Die Bundesnetzagentur (BNA) will die Deutsche Telekom offenbar dazu zwingen, jedermann Zugang zum ATM-Bitstromzugang zu gewähren. Das geht aus einem Entwurf einer Regulierungsverfügung für den ATM-Bitstromzugang hervor, den die BNA vorgelegt hat.

Der Entscheidungsentwurf sieht vor, der Deutschen Telekom AG (DT AG) eine Verpflichtung zur Zugangsgewährung zum ATM-Bitstromzugang aufzuerlegen. Als Auflagen sind der Zugang unter nicht diskriminierenden Bedingungen, die getrennte Rechnungsführung und die Veröffentlichung eines Standardangebots vorgesehen. Für die Entgelte ist geplant, diese der nachträglichen Entgeltkontrolle zu unterwerfen.
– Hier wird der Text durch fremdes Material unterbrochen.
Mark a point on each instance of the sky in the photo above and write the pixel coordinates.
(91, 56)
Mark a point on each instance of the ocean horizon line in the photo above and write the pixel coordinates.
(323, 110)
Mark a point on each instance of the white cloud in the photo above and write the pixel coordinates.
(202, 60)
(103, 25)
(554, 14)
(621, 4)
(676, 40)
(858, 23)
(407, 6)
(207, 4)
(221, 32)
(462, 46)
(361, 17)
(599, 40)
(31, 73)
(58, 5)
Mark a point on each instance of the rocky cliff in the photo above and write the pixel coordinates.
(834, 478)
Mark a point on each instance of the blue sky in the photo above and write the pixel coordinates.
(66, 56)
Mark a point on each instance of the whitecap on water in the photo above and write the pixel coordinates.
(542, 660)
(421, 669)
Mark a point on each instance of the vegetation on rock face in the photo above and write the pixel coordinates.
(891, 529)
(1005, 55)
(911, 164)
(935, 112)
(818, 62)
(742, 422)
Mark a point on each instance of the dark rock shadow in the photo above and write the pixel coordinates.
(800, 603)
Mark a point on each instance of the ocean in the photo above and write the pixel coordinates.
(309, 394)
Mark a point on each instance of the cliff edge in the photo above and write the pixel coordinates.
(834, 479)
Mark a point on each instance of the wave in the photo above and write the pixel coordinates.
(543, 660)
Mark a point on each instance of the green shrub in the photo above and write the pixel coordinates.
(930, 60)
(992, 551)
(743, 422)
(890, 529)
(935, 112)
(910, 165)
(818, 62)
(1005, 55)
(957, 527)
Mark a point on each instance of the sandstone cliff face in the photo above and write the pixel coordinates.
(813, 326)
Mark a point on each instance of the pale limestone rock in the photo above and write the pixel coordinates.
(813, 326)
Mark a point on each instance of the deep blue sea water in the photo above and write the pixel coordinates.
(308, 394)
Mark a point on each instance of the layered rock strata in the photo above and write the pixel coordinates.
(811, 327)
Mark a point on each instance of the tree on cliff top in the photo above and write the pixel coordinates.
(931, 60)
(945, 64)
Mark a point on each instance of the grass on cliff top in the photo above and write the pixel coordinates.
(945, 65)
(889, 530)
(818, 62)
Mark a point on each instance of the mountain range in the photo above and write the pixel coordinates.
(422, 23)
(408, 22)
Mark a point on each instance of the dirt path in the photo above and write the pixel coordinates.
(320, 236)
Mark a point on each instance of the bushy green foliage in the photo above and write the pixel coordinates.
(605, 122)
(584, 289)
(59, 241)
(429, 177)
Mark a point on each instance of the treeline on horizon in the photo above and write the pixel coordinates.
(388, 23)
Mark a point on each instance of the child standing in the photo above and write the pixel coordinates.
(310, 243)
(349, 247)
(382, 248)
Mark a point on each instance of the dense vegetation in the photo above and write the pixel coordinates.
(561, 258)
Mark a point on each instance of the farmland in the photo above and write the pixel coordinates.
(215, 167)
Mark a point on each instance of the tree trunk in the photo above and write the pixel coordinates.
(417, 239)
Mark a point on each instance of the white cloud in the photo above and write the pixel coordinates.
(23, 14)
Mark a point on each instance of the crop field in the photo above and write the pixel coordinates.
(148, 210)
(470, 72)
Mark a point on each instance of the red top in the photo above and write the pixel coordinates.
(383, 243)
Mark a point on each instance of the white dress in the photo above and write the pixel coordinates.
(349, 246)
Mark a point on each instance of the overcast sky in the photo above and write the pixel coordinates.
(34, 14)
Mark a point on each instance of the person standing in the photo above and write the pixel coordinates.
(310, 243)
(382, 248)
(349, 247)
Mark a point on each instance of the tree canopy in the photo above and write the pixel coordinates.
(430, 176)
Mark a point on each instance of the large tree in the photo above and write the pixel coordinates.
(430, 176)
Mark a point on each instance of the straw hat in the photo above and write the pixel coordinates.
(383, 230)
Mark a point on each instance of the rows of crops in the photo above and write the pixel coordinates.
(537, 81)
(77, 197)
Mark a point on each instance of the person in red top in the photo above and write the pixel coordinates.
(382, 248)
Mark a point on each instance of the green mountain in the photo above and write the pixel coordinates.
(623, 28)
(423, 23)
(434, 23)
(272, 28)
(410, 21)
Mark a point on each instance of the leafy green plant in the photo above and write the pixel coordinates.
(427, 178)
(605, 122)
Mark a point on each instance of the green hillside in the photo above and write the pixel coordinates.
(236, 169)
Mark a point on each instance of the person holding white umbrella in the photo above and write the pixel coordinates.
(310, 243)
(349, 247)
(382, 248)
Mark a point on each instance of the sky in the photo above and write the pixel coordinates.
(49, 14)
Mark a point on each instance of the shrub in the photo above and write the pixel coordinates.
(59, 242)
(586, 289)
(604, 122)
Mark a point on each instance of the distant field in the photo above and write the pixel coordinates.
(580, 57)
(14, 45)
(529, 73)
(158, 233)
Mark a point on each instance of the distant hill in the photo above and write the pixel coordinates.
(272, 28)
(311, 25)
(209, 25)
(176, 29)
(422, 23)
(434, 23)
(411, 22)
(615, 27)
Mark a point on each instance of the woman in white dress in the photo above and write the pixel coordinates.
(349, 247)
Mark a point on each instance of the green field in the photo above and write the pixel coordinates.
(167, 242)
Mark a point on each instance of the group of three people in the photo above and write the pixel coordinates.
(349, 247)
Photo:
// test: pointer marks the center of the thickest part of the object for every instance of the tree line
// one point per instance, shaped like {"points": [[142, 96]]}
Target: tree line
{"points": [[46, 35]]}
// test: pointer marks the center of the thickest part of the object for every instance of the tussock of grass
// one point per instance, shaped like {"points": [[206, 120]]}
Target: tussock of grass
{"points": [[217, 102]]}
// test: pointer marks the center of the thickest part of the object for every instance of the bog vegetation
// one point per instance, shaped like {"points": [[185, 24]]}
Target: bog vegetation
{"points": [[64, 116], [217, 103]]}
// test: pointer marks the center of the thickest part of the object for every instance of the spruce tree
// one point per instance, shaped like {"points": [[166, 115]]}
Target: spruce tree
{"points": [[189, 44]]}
Der ATM-Bitstromzugang ist eine Vorleistung, die Wettbewerber in die Lage versetzen soll, auf den nachgelagerten Endkundenmärkten qualitativ hochwertige DSL-Anschlüsse anzubieten, die in erster Linie von Geschäftskunden nachgefragt werden. Hierin unterscheidet sich der ATM-Bitstromzugang vom IP-Bitstromzugang, zu dessen Zugangsgewährung die DT AG bereits im September l2006 verpflichtet worden ist, der auf der Basis des Internetprotokolls abgewickelt wird und der vornehmlich den DSL-Massenmarkt im Blick hat. Insoweit wird der nun in Brüssel vorgelegte Entwurf nach endgültigem Inkrafttreten die Regulierungsmaßnahmen auf dem Vorleistungsmarkt für Bitstromzugang komplettieren.

Die EU Kommission und die nationalen Regulierungsbehörden der anderen Mitgliedsstaaten können bis 12. Februar zu dem Entwurf Stellung nehmen. Unter weitestgehender Berücksichtigung der Stellungnahmen wird die zuständige Beschlusskammer der Bundesnetzagentur dann endgültig entscheiden.